Holtby has spoken out multiple times on social issues during his time with the Capitals. In 2018, he did not visit the White House with his teammates, joining forwards Brett Connolly and Devante Smith-Pelly as players who declined President Trump’s invitation to honor the team’s Stanley Cup victory.

“For me, it’s just a personal thing,” Holtby said then. “I believe in what I believe in, and in order to stick to those values, I think I have to do what I feel is right.”

Holtby also has marched in D.C.’s Pride Parade, served as the Capitals’ designated “You Can Play” ambassador and spoken at the Human Rights Campaign national dinner.

He has never shied away from speaking his mind. Friday’s media call focused solely on his Wednesday statement and racial injustice. Multiple times, he referred to his youth in a small town in Saskatchewan and how, until moving to the United States, he didn’t truly understand what “racial injustice is in this country.”

“In Canada, we have indigenous rights and racism that way,” Holtby said. “I grew up around that, but this is different, so I needed to educate myself and still need to. I believe how my parents did the right thing in teaching us in our situation. I learned a lot from them and Brandi as well, and now we’re just trying to take our knowledge we’ve learned in a different culture and try to teach our kids that way.”

Holtby also acknowledged that the NHL has been slower than other leagues in terms of players speaking out about political and social issues. He said he wasn’t sure why but thinks it is changing for the better.

He pointed to “true leaders” such as Jonathan Toews, captain of the Chicago Blackhawks, who issued a strong statement on racism, pain and hate this week. Holtby said in order for the sport to grow, it starts with educating yourself, and that leads to bettering yourself and “bettering the people around you.”

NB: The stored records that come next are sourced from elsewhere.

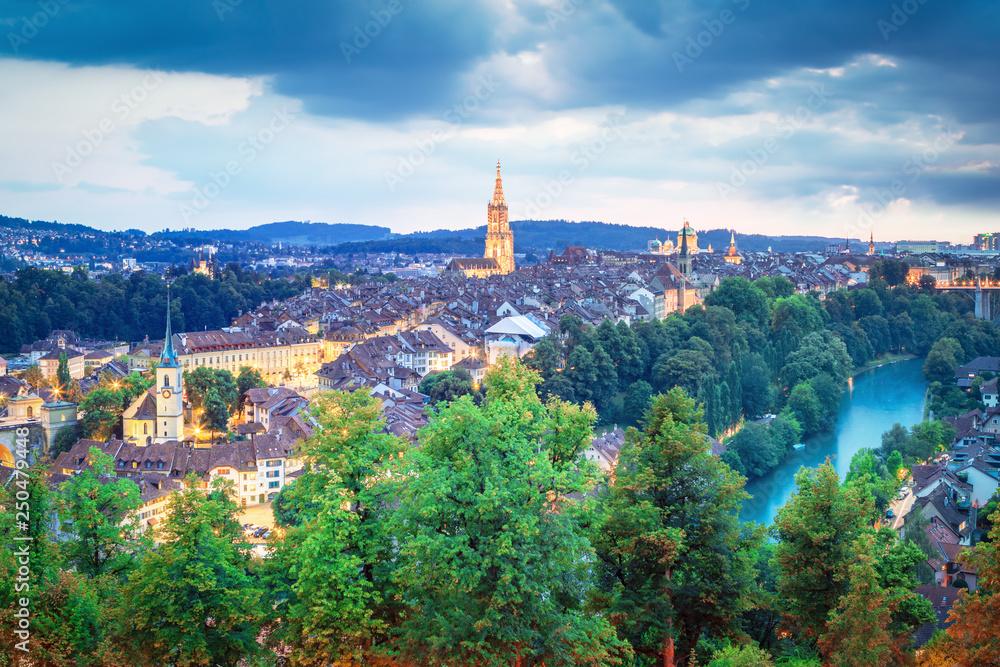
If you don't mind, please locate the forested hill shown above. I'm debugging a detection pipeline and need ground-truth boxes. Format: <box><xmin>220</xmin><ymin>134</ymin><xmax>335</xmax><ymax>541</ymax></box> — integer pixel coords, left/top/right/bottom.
<box><xmin>408</xmin><ymin>220</ymin><xmax>852</xmax><ymax>253</ymax></box>
<box><xmin>2</xmin><ymin>212</ymin><xmax>855</xmax><ymax>253</ymax></box>
<box><xmin>0</xmin><ymin>267</ymin><xmax>307</xmax><ymax>354</ymax></box>
<box><xmin>157</xmin><ymin>221</ymin><xmax>394</xmax><ymax>246</ymax></box>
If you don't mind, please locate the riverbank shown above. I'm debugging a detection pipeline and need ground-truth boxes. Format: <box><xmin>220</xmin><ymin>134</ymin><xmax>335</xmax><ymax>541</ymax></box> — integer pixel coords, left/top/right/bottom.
<box><xmin>852</xmin><ymin>353</ymin><xmax>917</xmax><ymax>378</ymax></box>
<box><xmin>741</xmin><ymin>358</ymin><xmax>928</xmax><ymax>526</ymax></box>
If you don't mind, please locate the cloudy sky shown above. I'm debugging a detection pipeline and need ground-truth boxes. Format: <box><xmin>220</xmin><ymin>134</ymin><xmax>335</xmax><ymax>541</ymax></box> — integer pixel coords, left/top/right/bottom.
<box><xmin>0</xmin><ymin>0</ymin><xmax>997</xmax><ymax>242</ymax></box>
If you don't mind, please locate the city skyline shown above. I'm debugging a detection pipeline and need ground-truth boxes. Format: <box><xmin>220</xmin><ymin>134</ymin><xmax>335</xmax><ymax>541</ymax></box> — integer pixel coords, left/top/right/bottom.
<box><xmin>0</xmin><ymin>2</ymin><xmax>997</xmax><ymax>243</ymax></box>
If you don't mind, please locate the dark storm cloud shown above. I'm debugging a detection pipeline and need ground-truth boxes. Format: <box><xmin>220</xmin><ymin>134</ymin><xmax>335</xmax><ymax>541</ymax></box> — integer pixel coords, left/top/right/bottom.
<box><xmin>3</xmin><ymin>0</ymin><xmax>996</xmax><ymax>124</ymax></box>
<box><xmin>0</xmin><ymin>0</ymin><xmax>498</xmax><ymax>119</ymax></box>
<box><xmin>3</xmin><ymin>0</ymin><xmax>997</xmax><ymax>217</ymax></box>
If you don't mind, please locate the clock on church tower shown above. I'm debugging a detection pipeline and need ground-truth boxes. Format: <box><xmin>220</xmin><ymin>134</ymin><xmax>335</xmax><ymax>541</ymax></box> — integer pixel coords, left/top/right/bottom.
<box><xmin>154</xmin><ymin>286</ymin><xmax>185</xmax><ymax>443</ymax></box>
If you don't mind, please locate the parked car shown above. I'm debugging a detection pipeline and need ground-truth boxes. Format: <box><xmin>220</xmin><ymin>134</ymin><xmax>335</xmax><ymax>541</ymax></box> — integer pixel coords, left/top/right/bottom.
<box><xmin>886</xmin><ymin>508</ymin><xmax>894</xmax><ymax>519</ymax></box>
<box><xmin>262</xmin><ymin>531</ymin><xmax>272</xmax><ymax>540</ymax></box>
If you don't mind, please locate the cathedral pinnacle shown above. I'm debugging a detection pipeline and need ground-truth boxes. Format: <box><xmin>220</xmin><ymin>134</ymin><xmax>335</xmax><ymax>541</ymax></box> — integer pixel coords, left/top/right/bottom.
<box><xmin>492</xmin><ymin>160</ymin><xmax>505</xmax><ymax>206</ymax></box>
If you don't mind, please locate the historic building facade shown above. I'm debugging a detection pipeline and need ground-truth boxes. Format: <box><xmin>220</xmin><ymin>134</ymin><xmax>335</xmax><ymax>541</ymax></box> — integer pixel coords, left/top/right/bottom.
<box><xmin>445</xmin><ymin>162</ymin><xmax>515</xmax><ymax>278</ymax></box>
<box><xmin>124</xmin><ymin>290</ymin><xmax>186</xmax><ymax>444</ymax></box>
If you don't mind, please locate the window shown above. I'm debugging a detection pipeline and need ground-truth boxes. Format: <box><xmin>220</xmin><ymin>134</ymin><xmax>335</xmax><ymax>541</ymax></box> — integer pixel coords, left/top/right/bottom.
<box><xmin>266</xmin><ymin>460</ymin><xmax>282</xmax><ymax>467</ymax></box>
<box><xmin>268</xmin><ymin>481</ymin><xmax>279</xmax><ymax>489</ymax></box>
<box><xmin>157</xmin><ymin>462</ymin><xmax>163</xmax><ymax>470</ymax></box>
<box><xmin>143</xmin><ymin>424</ymin><xmax>147</xmax><ymax>435</ymax></box>
<box><xmin>164</xmin><ymin>375</ymin><xmax>170</xmax><ymax>387</ymax></box>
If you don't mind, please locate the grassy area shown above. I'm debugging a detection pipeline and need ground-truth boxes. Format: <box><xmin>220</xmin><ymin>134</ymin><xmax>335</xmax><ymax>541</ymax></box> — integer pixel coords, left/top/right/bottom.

“I think we’re obviously behind as a sport,” he said. “I think everyone’s realizing that and the true personalities are going to show through, I think, as long as we keep pushing it.“

Holtby was among several Capitals to release statements recently. Forward Tom Wilson tweeted Wednesday that he was donating to the East of the River Mutual Aid Fund and the Fort Dupont Cannons, the oldest local and inner-city youth hockey program in the country.

On Tuesday, defenseman John Carlson said he was committed to being part of the solution while supporting the Black Lives Matter movement, and captain Alex Ovechkin tweeted Monday that it was “so important for us to respect and love each other no matter what we look like.”